DevOps methods disaggregate the neatly packaged n-tier, VM-bound application into distributed architectures. The cloud breaks the traditional perimeter structure, which is the foundation of existing security practices. Because applications are becoming increasingly distributed, APIs are a new resource that, too, need to be secured to protect the enterprise from unwarranted risks. As a result, new access control measures and compliance enforcement points are critical to overcoming this challenge.
Looking at the enablement process for microservices, two functions play critical roles: the developer and the security practitioner. Security and data privacy requirements introduce access control and encryption requirements for developers. Authorization for APIs needs to be implemented in a distributed manner, which can be challenging, and secrets management and key distribution for distributed applications also introduce overhead for the developer. Secondly, the security practitioner is focused on maintaining visibility, compliance and control all while embracing architectural transformation towards microservices.
For organizations looking for end-to-end security for their microservices and containers, there are three core tenants of an effective microservice security solution:
With any microservices security stack, there are three layers involved: the container runtime (the interactions of the container with the host), network access (the network traffic between microservices), and the API layers (the unit of consumption for microservices).
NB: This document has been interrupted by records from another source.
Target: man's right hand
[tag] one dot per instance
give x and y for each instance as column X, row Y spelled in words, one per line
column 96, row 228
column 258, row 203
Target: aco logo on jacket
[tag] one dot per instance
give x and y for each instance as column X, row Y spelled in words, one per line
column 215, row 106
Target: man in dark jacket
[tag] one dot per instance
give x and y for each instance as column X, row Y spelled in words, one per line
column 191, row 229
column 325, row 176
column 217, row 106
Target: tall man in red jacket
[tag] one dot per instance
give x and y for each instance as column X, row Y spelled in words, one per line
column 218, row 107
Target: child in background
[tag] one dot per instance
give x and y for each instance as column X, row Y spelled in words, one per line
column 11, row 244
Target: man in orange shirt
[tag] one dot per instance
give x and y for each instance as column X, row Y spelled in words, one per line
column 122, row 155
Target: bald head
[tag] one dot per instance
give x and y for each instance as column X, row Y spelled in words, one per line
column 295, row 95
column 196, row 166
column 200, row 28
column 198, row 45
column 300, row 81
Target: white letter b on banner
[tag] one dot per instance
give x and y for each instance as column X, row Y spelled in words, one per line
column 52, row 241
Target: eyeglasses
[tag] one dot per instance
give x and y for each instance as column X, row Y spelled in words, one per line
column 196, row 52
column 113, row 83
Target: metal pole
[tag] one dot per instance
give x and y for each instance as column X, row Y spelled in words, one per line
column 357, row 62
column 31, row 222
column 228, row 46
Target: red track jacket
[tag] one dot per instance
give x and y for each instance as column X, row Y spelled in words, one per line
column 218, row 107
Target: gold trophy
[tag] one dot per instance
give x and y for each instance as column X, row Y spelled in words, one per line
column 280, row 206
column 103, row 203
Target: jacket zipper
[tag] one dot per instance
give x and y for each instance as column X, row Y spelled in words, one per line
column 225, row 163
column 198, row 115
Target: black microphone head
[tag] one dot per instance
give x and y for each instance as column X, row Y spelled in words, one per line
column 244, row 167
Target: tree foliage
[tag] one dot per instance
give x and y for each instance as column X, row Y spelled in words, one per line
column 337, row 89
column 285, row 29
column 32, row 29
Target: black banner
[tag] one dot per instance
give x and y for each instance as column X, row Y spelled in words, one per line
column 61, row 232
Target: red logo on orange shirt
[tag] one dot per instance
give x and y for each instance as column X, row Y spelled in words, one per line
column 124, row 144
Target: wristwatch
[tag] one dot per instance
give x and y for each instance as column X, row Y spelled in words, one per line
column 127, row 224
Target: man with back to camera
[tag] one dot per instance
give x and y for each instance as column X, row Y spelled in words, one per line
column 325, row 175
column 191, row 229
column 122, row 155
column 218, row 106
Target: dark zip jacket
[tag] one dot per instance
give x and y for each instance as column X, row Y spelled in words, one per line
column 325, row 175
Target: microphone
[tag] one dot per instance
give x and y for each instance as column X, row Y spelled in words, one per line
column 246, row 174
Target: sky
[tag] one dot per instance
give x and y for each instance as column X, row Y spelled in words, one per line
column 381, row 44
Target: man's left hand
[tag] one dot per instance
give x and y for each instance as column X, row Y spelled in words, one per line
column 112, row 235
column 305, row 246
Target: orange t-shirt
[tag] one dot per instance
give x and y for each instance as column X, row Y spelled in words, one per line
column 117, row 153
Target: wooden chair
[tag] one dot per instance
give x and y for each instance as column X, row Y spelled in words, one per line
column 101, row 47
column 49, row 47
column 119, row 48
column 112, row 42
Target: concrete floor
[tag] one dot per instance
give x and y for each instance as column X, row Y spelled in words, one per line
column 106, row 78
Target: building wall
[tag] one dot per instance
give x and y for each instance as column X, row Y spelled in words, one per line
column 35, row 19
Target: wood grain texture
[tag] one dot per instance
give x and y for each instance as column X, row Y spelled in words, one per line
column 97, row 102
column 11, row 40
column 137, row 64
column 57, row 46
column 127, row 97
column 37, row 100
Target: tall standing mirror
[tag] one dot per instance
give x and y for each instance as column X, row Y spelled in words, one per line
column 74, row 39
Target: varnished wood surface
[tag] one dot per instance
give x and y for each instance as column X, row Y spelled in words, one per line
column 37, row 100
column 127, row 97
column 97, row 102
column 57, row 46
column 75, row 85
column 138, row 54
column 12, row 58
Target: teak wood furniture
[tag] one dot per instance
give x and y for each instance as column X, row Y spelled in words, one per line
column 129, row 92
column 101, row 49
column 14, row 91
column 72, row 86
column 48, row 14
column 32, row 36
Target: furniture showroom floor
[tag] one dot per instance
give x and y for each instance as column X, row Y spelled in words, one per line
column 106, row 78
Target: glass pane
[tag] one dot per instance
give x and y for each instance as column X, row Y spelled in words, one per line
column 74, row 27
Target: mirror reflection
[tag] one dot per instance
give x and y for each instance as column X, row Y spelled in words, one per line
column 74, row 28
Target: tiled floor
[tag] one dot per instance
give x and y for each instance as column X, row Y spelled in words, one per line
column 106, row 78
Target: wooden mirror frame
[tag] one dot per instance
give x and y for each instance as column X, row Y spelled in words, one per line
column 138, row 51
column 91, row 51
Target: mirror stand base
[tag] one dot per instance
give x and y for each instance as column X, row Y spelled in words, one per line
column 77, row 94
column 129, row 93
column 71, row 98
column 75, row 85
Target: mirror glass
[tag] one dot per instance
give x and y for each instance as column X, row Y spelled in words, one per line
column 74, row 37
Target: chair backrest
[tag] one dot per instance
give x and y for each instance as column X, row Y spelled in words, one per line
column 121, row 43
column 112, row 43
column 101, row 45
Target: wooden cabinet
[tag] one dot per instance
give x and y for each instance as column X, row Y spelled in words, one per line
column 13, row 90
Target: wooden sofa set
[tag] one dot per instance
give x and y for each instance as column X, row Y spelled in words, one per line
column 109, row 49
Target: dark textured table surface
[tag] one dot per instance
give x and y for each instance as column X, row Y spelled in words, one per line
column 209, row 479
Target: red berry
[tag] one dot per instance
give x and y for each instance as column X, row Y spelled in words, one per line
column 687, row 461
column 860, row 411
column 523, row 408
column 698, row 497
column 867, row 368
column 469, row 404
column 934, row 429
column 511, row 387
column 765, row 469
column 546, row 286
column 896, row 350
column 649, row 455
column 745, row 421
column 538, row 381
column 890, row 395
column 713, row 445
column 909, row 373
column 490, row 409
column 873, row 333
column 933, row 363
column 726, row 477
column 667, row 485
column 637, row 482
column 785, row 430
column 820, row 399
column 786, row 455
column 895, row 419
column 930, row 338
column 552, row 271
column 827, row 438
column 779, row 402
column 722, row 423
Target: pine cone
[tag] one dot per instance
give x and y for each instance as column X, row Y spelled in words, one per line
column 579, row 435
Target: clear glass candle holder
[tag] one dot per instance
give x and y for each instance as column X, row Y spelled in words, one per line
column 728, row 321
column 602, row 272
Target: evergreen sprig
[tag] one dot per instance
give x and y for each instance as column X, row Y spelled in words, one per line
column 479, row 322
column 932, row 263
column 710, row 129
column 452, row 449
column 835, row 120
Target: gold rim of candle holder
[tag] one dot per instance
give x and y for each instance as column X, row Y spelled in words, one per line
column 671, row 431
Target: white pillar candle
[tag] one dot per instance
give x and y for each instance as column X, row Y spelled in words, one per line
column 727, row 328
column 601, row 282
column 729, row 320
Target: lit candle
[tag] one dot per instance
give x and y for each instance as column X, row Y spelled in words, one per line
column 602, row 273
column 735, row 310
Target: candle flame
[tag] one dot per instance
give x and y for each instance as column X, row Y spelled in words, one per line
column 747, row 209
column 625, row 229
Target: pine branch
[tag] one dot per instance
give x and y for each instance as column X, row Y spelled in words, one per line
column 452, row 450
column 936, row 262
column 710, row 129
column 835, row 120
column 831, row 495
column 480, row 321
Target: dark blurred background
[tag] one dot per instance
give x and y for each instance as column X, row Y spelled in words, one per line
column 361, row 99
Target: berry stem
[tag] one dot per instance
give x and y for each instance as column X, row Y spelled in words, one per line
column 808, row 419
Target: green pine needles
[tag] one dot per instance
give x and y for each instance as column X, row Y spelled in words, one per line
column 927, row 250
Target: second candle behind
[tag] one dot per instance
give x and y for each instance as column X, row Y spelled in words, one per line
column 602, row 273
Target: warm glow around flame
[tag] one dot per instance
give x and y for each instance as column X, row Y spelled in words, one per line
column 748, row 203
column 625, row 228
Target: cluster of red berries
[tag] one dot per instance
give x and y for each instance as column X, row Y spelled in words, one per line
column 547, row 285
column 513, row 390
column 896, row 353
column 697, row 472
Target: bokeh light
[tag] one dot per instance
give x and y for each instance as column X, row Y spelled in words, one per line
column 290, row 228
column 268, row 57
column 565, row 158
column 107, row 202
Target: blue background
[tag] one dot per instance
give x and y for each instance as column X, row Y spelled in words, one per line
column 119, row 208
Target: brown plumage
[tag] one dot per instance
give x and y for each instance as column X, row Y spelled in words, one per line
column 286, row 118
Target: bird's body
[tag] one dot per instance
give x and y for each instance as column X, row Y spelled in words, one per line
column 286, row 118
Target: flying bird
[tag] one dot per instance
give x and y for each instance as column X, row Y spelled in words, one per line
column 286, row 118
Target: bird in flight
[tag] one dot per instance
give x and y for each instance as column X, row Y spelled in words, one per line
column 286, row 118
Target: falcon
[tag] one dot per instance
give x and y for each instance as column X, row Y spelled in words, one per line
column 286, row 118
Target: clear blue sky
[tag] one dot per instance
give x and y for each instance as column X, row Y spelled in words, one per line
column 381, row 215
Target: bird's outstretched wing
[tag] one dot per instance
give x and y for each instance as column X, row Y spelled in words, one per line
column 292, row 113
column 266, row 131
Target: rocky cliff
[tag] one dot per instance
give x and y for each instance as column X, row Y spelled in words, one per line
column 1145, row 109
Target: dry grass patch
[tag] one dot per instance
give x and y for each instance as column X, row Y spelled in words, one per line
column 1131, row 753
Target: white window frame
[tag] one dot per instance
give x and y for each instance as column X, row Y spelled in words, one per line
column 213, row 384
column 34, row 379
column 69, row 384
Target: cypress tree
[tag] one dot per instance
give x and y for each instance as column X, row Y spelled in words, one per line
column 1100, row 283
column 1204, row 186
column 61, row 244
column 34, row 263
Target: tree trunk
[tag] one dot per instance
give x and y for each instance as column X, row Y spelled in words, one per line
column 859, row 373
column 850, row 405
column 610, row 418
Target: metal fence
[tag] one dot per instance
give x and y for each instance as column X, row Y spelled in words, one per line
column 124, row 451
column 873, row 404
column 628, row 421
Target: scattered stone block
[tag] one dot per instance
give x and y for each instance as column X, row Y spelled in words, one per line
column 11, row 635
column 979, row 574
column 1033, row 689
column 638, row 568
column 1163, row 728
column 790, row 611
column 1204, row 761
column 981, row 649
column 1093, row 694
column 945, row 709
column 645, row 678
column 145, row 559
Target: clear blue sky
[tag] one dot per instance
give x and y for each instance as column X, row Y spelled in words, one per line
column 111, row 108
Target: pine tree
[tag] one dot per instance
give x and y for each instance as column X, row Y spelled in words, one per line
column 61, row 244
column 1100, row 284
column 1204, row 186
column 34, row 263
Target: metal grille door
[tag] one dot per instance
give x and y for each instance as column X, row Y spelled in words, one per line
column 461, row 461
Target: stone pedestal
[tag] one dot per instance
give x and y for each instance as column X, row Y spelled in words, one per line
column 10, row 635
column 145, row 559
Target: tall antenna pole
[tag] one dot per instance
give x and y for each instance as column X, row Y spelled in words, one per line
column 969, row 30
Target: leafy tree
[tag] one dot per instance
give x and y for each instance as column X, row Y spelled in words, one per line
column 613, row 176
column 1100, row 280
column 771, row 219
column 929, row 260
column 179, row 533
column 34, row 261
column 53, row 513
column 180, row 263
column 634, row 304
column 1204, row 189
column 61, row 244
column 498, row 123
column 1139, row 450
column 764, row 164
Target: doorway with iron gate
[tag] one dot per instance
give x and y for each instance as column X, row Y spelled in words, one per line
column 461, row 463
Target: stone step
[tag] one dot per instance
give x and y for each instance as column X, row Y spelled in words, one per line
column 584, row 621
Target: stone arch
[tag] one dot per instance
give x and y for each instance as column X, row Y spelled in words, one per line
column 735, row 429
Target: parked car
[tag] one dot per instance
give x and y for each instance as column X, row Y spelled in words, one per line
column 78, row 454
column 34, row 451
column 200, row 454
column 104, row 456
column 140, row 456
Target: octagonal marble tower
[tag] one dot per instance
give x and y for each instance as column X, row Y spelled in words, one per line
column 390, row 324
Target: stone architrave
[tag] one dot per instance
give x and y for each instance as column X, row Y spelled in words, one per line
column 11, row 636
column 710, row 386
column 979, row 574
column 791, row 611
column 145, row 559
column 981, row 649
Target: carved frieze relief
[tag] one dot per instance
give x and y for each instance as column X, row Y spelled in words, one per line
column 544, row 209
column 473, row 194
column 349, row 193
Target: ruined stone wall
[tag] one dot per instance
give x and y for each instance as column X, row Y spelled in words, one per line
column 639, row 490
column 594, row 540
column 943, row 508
When focusing on any one layer, this results in a myopic protection and detection solution for two key reasons:
1. Detection: The signal to noise ratio for detecting attacks is significantly improved with the ability to correlate data for anomalies across all three layers. These signals provide greater visibility into the potential kill chain to be executed by an attacker.
2. Protection: A much more robust security solution is achieved when exercising both zero trust and least privilege access control across the three layers. The probability of a complete attack execution is severely reduced by the enablement of access control at each layer.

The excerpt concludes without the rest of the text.